Many explorers went on to work as river guides. Eric Neilson started
his own company on the Cheat. Brad Hager, with partner Bill
Endicott, raced C-2 at the Worlds in July of '69. In '70, nearly the
whole Explorer Post ran the Colorado in rafts, three of us in
kayaks. When
I moved to Atlanta in July of '70, molds and materials in tow, I
found Payson Kennedy and Claude Terry already working with a Boy
Scout Troop at the Unitarian Church. They were also in the
experimental stages of boat building. "How about an Explorer
Scout Post?" we all asked. Since we were selfish enough to
designate this a white water post before it even formed, it seemed
logical to ask the GCA to be the official sponsor. What
happened then was truly amazing. Not only did the GCA sponsor this
group, but a good dozen of the club's most active paddlers became the
leadership core for the post. Why? Was there an overwhelming
altruistic urge toward the would-be paddling youth of Atlanta?
Perhaps. Or was there something more immediate and tangible? There
was. Being
associated with Explorer Post 49, either as a scout or an adult
advisor, became an avenue toward building your own kayak at cost.
Plastic kayaks were unknown — it would still be several years
before Hollowform in California would begin rotomolding the first
prototypes. Our glass K-1's (and C-2's) were among the best
available — strong (epoxy was our resin of choice), lightweight
(24# for a 4/3 K-1 lay-up), strategically reinforced (bow &
stern, hull under seat and deck behind cockpit), and with our own
design of adjustable foot braces. Eighteen
boats were built in my Dunwoody basement the first year (1971) of the
Post's existence. Twenty-one were popped from molds the second year.

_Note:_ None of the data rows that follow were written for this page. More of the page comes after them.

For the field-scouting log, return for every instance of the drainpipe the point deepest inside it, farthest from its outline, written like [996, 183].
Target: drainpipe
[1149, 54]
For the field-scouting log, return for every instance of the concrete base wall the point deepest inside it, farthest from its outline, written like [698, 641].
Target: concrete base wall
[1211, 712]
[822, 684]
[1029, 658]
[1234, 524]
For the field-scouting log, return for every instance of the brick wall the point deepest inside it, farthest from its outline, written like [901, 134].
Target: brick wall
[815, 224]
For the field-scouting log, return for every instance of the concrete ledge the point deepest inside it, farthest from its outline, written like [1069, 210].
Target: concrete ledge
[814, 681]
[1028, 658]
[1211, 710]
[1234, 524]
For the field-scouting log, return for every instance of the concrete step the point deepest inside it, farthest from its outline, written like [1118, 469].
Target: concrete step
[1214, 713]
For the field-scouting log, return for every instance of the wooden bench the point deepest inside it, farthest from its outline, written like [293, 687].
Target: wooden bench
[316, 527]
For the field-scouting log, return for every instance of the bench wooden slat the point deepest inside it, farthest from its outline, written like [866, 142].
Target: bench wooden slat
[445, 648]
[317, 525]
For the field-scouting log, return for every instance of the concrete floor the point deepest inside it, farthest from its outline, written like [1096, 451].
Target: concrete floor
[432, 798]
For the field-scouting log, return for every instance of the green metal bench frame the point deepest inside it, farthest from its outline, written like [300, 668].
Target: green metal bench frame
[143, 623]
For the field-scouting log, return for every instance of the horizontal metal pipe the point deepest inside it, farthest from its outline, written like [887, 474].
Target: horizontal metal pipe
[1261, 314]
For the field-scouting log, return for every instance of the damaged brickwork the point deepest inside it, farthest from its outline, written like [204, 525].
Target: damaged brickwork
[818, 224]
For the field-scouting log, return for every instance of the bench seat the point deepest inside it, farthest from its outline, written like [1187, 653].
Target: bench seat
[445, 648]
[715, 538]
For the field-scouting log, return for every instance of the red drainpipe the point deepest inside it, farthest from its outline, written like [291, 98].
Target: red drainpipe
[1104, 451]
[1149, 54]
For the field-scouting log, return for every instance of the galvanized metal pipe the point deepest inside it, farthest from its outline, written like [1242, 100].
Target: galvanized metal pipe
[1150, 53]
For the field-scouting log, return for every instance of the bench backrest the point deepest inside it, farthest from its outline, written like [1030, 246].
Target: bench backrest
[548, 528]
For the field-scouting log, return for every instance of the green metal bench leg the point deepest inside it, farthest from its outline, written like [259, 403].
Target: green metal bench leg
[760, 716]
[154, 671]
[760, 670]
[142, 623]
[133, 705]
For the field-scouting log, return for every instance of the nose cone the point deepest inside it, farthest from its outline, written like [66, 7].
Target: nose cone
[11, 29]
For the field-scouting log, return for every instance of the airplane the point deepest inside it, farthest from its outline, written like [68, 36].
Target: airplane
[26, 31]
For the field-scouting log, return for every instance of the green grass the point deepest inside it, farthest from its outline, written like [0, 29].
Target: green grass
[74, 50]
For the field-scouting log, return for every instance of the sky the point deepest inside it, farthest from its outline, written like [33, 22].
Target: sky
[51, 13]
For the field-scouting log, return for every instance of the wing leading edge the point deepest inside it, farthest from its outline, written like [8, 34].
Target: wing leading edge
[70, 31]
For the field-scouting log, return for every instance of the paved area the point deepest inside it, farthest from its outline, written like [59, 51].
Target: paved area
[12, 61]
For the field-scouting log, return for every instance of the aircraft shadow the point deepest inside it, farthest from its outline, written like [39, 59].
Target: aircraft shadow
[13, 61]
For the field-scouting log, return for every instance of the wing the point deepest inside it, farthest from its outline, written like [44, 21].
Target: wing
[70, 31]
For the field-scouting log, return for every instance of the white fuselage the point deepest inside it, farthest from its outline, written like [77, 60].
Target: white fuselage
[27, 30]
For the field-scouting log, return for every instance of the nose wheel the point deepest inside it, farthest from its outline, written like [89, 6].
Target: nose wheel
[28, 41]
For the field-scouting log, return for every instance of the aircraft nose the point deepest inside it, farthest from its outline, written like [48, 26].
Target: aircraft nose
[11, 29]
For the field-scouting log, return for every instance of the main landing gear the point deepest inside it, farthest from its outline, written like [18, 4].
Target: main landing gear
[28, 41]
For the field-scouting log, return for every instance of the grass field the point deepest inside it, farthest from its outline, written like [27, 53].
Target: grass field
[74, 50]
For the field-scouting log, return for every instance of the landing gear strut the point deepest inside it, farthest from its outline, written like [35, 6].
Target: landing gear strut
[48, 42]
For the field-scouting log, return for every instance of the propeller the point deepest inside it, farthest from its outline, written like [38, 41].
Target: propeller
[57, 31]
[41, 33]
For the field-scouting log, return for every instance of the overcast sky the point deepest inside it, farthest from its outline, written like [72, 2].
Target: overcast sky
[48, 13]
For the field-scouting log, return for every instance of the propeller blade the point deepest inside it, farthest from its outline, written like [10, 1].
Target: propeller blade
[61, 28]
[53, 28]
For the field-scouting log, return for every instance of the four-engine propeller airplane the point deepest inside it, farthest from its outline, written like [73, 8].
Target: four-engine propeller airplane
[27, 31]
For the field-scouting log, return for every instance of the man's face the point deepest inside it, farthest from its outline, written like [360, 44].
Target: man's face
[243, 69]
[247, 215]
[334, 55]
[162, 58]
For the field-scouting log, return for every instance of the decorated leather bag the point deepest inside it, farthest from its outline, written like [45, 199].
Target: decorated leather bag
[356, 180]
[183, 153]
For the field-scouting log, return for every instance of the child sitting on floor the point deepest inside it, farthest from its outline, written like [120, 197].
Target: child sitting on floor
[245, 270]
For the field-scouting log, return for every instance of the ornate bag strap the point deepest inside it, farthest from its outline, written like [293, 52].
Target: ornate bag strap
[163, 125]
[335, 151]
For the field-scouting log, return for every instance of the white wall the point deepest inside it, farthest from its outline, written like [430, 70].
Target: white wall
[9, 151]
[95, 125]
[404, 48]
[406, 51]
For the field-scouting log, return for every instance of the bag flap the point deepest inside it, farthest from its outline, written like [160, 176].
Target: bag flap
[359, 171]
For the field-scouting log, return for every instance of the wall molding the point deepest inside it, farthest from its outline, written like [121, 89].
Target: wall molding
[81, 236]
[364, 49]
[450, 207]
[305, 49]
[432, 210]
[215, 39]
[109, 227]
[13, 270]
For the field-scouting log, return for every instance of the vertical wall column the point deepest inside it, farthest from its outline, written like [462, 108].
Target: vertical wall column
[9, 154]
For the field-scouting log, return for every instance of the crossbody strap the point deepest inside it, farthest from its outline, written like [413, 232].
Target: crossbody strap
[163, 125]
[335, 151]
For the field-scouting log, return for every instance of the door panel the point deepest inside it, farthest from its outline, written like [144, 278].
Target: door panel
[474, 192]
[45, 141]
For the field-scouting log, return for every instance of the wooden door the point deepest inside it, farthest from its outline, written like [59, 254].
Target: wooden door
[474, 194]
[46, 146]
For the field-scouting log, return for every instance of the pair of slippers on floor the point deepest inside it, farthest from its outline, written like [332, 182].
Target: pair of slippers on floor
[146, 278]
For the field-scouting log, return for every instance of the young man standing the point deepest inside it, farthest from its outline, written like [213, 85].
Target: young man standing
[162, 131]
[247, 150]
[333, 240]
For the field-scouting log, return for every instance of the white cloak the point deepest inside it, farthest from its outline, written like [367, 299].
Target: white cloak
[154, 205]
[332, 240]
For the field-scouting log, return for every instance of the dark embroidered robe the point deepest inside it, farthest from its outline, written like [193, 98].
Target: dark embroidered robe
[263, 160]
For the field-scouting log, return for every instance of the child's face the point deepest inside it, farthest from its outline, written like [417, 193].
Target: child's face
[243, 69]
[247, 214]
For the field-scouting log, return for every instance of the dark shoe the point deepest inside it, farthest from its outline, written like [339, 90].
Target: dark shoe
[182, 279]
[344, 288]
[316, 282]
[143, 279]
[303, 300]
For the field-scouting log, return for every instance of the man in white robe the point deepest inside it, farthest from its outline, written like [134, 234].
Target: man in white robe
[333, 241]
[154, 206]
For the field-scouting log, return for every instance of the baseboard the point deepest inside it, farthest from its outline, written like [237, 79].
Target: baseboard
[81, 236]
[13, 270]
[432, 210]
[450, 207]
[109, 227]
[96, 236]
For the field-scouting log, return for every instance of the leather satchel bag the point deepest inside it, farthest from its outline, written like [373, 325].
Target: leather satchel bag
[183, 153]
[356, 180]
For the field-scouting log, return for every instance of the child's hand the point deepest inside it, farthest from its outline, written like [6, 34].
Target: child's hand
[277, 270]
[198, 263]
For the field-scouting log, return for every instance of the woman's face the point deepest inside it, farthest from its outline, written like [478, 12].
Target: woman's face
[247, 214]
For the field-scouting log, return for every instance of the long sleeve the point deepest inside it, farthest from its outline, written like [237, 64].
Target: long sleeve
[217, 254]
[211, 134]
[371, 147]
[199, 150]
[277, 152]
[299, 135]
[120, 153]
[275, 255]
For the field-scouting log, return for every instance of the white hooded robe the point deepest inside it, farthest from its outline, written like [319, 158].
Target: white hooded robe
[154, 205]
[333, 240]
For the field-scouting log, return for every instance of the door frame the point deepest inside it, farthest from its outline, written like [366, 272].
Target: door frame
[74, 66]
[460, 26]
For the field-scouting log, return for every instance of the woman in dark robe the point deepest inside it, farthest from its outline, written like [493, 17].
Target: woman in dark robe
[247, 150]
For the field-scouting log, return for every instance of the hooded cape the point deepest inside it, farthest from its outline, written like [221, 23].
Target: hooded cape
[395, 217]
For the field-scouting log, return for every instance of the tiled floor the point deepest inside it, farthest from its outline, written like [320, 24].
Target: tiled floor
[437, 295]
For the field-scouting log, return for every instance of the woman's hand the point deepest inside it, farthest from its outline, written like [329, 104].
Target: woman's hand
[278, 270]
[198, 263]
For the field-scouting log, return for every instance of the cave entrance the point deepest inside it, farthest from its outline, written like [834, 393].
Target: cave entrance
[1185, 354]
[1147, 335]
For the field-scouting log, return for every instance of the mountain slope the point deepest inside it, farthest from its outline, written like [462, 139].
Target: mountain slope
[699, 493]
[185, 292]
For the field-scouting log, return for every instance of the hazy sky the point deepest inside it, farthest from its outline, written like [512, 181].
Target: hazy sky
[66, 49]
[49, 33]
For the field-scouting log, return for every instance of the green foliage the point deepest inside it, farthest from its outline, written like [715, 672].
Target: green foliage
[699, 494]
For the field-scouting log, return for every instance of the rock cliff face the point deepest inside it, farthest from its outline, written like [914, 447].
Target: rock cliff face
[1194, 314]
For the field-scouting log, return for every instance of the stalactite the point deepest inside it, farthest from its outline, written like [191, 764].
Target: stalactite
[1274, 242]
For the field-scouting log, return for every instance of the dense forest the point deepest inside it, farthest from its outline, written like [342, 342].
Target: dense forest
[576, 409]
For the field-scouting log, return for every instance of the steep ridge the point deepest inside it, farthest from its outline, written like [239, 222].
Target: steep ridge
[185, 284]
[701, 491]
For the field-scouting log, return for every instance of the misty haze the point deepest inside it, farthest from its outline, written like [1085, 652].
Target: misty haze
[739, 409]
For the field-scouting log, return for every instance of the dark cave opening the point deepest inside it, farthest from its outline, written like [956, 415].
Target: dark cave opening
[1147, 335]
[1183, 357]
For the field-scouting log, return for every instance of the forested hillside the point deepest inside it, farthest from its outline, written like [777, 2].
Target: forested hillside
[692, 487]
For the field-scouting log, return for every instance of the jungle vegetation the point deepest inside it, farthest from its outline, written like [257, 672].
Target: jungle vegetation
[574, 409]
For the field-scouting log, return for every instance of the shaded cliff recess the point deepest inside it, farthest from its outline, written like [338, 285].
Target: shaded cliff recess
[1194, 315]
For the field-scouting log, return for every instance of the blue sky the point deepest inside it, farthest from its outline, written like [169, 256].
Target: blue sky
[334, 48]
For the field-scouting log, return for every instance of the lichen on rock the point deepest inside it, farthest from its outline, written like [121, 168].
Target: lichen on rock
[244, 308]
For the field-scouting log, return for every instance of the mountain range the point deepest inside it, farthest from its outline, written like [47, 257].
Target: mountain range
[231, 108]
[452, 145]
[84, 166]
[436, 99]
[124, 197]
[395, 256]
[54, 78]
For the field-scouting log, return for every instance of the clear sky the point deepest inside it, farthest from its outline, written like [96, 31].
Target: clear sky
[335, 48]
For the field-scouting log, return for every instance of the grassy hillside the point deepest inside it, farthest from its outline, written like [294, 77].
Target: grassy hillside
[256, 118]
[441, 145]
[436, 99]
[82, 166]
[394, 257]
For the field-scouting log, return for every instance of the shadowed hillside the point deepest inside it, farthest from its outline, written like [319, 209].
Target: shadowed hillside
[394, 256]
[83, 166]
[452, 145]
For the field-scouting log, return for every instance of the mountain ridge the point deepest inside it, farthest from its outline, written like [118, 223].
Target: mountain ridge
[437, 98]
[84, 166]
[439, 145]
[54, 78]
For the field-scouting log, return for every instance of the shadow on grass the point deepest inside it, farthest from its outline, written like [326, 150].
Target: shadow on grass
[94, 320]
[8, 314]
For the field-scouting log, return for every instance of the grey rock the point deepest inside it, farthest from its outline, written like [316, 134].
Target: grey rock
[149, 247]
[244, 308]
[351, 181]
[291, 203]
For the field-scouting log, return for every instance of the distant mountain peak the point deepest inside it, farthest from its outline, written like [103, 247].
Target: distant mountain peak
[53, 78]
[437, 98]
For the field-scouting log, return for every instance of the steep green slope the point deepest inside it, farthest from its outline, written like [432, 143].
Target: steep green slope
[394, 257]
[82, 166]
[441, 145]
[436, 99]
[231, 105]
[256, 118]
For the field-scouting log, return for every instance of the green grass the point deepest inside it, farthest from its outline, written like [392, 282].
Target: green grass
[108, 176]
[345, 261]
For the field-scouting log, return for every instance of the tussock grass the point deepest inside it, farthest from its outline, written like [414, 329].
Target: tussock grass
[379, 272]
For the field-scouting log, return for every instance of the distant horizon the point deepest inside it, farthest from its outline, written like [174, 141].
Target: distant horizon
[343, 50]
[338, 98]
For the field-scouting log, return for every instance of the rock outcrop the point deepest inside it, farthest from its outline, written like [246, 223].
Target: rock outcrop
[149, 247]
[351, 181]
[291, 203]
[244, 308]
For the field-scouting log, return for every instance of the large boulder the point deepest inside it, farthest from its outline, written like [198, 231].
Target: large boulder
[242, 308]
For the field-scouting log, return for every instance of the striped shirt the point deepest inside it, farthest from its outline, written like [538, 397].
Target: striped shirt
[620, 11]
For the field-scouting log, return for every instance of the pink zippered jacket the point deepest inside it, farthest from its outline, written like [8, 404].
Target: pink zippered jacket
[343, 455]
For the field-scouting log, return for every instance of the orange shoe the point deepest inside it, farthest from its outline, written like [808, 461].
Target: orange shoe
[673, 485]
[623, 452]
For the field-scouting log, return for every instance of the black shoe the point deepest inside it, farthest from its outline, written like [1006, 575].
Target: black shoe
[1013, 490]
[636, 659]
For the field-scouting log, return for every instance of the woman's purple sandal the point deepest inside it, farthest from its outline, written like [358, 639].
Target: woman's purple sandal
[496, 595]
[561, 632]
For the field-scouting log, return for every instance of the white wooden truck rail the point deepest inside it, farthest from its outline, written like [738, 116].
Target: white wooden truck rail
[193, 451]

Often there would be from three to five kayaks in various stages of
completion at any given time. Anyone
associated with the Post could build a kayak for $140. This included
all materials that went into the boat plus a small fee to cover such
things as tools stuck to the workbench and epoxy on the door knobs
and telephone! But each person who did so, had to help the next two
persons build their kayaks. This served to lighten my load a bit. In
the early and mid-seventies, it was the Explorers who shared much of
the service load with the GCA. When basic canoe and kayak classes
were taught, the majority of instructors were scouts or leaders from
the Post. The Dogwood Festival down river races were planned and
carried out by the Post, as were two years of Stone Mountain races.
When
the Southeasterns moved to Nantahala Falls in '72, it was Post 49
that designed the first slalom course and handled the scoring.
Another post, sponsored by Southern Bell and led by longtime GCA
member Ken McAmis, set up the first phone reporting system for gate
judges that year. Thanks
to Horace Holden, Sr., we were able to meet at Camp Chattahoochee,
his Roswell place, which later became the Chattahoochee Nature
Center. Rolling instruction, English Gate practice and drownproofing
courses (Georgia Tech / Fred Lanoue type) were held at Keywaden pool,
also in Roswell, during the winter months. We paddled during that
season, too — I can still remember a five degree trip on Alabama's
Little River where I could hardly see Payson Kennedy's face through
the icicles hanging from his helmet! My beard was solid ice! (At
that time, Payson was clean-shaven and I was fuzzy.) The
adults who worked with the Post over the years were Payson and
Aurelia Kennedy, Claude and Betty Terry, Margaret Osborne Tucker,
Julie Wilson, Barbara Walmsley, Rodger Losier, Melanie Dixon, Dave
Truran, Boni Zucker, Mary Alice (Mouse) Woodward, Ruth Gershon,
Denise Siegel, Mary Atkinson, Pat Tomeny, Harry Brown, Harry (Buddy)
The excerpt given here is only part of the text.